With the help of the famed Hubble Space Telescope, University of Alabama astronomers have continued to uncover some impressive findings, with groundbreaking discoveries being presented separately this year to the prestigious American Astronomical Association. From the discovery of two galaxies that collided millions of years ago, to a star-forming ring that resembles a race track in form and function, the continued work of UA’s researchers is creating new levels of understanding about the cosmos for scientists and lay people alike.
Dr. William Keel, professor of astronomy, captured an image of two galaxies that actually collided more than 100 million years ago. Keel’s dramatic finding shows a lane of gas and star dust winding its way from one galaxy and being caught up by the gravity of another galaxy after the two bumped into one another.
Astronomers refer to the two neighboring galaxies as NGC 1410 and NGC 1409, respectively. Each is about half the size of our galaxy, the Milky Way, and is more than 300 million lightyears away from Earth. Scientists are interested in the transfer of mass between the two galaxies, partly because of what it can tell them about star formation. Keel’s image is one of the clearest depictions of such a transfer, and he says the galaxies are expected to continue bumping and moving apart until they finally merge — in about 200 million years.

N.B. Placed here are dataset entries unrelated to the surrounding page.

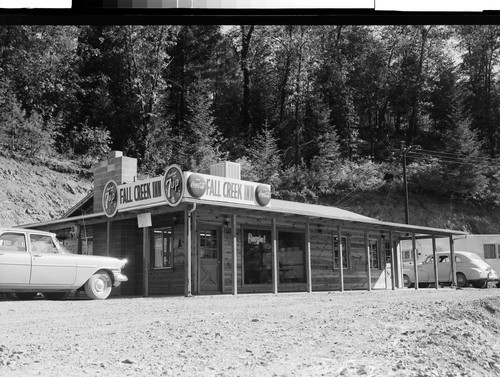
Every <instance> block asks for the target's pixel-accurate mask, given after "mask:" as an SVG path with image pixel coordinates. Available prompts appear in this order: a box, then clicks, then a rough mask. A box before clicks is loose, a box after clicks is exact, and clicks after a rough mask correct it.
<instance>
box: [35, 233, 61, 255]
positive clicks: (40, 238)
mask: <svg viewBox="0 0 500 377" xmlns="http://www.w3.org/2000/svg"><path fill="white" fill-rule="evenodd" d="M30 245H31V252H33V253H49V254H55V253H58V252H59V250H57V247H56V245H54V242H53V241H52V237H51V236H44V235H41V234H30Z"/></svg>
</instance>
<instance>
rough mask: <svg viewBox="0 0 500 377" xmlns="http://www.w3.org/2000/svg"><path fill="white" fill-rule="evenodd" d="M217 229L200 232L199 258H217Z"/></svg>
mask: <svg viewBox="0 0 500 377" xmlns="http://www.w3.org/2000/svg"><path fill="white" fill-rule="evenodd" d="M218 255H219V248H218V246H217V231H216V230H215V229H212V230H206V231H202V232H200V258H205V259H218Z"/></svg>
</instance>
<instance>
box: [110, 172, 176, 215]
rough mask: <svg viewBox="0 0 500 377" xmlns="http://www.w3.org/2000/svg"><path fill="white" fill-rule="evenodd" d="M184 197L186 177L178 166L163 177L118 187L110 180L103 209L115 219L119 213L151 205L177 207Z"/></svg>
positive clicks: (114, 182)
mask: <svg viewBox="0 0 500 377" xmlns="http://www.w3.org/2000/svg"><path fill="white" fill-rule="evenodd" d="M183 195H184V175H183V174H182V170H181V169H180V168H179V167H178V166H177V165H172V166H170V167H168V168H167V170H166V172H165V175H164V176H163V177H155V178H151V179H146V180H143V181H138V182H132V183H124V184H122V185H117V184H116V182H115V181H113V180H110V181H108V183H106V186H104V191H103V196H102V208H103V210H104V212H105V213H106V216H108V217H113V216H114V215H115V214H116V213H117V212H119V211H121V210H124V209H130V208H141V207H144V206H147V205H151V204H160V203H166V204H168V205H169V206H172V207H174V206H176V205H178V204H179V203H180V202H181V199H182V198H183Z"/></svg>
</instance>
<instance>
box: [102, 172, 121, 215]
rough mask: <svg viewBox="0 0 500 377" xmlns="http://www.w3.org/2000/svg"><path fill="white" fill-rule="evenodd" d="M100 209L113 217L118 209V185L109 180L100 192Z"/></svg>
mask: <svg viewBox="0 0 500 377" xmlns="http://www.w3.org/2000/svg"><path fill="white" fill-rule="evenodd" d="M102 209H103V210H104V213H106V216H108V217H113V216H114V215H115V214H116V212H117V211H118V185H117V184H116V182H115V181H113V180H110V181H108V183H106V186H104V190H103V192H102Z"/></svg>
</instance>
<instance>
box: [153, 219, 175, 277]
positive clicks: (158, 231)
mask: <svg viewBox="0 0 500 377" xmlns="http://www.w3.org/2000/svg"><path fill="white" fill-rule="evenodd" d="M153 234H154V235H153V245H154V246H153V247H154V264H153V266H154V268H170V267H172V265H173V235H172V228H170V227H168V228H162V229H155V230H154V231H153Z"/></svg>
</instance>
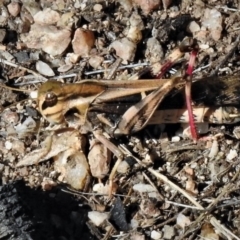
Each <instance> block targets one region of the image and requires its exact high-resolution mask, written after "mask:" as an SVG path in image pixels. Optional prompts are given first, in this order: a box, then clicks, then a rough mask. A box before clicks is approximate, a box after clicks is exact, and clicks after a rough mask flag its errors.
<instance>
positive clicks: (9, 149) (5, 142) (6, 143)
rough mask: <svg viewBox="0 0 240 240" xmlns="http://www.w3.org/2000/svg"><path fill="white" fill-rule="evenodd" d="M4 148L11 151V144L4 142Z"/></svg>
mask: <svg viewBox="0 0 240 240" xmlns="http://www.w3.org/2000/svg"><path fill="white" fill-rule="evenodd" d="M5 148H6V149H7V150H11V149H12V143H11V142H10V141H6V142H5Z"/></svg>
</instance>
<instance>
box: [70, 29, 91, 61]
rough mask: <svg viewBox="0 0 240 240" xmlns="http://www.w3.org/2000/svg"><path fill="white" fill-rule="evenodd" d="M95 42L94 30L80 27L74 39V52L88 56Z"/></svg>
mask: <svg viewBox="0 0 240 240" xmlns="http://www.w3.org/2000/svg"><path fill="white" fill-rule="evenodd" d="M94 43H95V36H94V34H93V32H92V31H90V30H85V29H83V28H78V29H77V30H76V31H75V33H74V37H73V40H72V47H73V52H74V53H75V54H77V55H79V56H81V57H87V56H88V55H89V52H90V50H91V49H92V48H93V46H94Z"/></svg>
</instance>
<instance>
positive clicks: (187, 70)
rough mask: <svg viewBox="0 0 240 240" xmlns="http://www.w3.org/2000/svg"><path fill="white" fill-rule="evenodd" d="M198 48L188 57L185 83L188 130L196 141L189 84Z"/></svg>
mask: <svg viewBox="0 0 240 240" xmlns="http://www.w3.org/2000/svg"><path fill="white" fill-rule="evenodd" d="M197 53H198V50H196V49H194V50H193V51H192V52H191V54H190V59H189V63H188V68H187V71H186V76H185V78H186V85H185V95H186V105H187V110H188V118H189V126H190V131H191V135H192V139H193V140H194V141H197V139H198V133H197V128H196V124H195V121H194V115H193V109H192V95H191V86H192V73H193V67H194V63H195V60H196V57H197Z"/></svg>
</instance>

Keel, who has been awarded observation time with the space-based telescope 11 times, presented his findings to the American Astronomical Association in January.
Drs. Ron Buta and Gene Byrd, both professors of astronomy at UA, collaborated on a spectacular finding — a star-forming ring in the disk of a distant galaxy. The images, which were officially presented at the American Astronomical Association’s 198th meeting in Pasadena, are of special interest because the distribution of new stars in the ring directly shows the shape of a real galactic orbit, something only rarely seen. Usually, single orbits are not well traced out in galaxies, and one cannot tell orbit shapes by looking at the appearance of a galaxy.
“These images help us understand how stars form and then grow older in galaxies,” said Buta. “Giant clouds of interstellar gas and dust are moving along an elliptical orbit centered on the nucleus of the galaxy. Just like cars on a flat oval racetrack, when these clouds reach the more sharply curved ends of the ellipse, they may bump into each other. This leads to formation of young star clusters that are observed to be concentrated around the ends of the ellipse. As these star clusters age, they move away from the ends around the orbit, leading to a beautiful ring-shaped elliptical pattern,” Buta continued.
“We have calculated gas cloud orbital positions at different times in NGC 3081 based on the bar’s gravitational field,” said Byrd. “The ring is caused by the way orbiting clouds of hydrogen gas in the plane of the galaxy are affected by the presence of the bar. This material is forced to move in an elliptical orbit around the ends of the bar, and we can see how the star clusters age as they move away from their birth places at the ends of the elongated ring.”
According to Buta, the team members involved in the findings were particularly surprised with the clarity of their views while using the space-based telescope. “We saw a surprising confirmation of our expectation that the gas and dust disk was not too thick in our first views of the Hubble Space Telescope images,” said Buta.
“Besides remarkably clear views of the star clusters of different ages around the ring, the Hubble Telescope images also show a group of more distant galaxies which are actually being viewed through the disk of NGC 3081.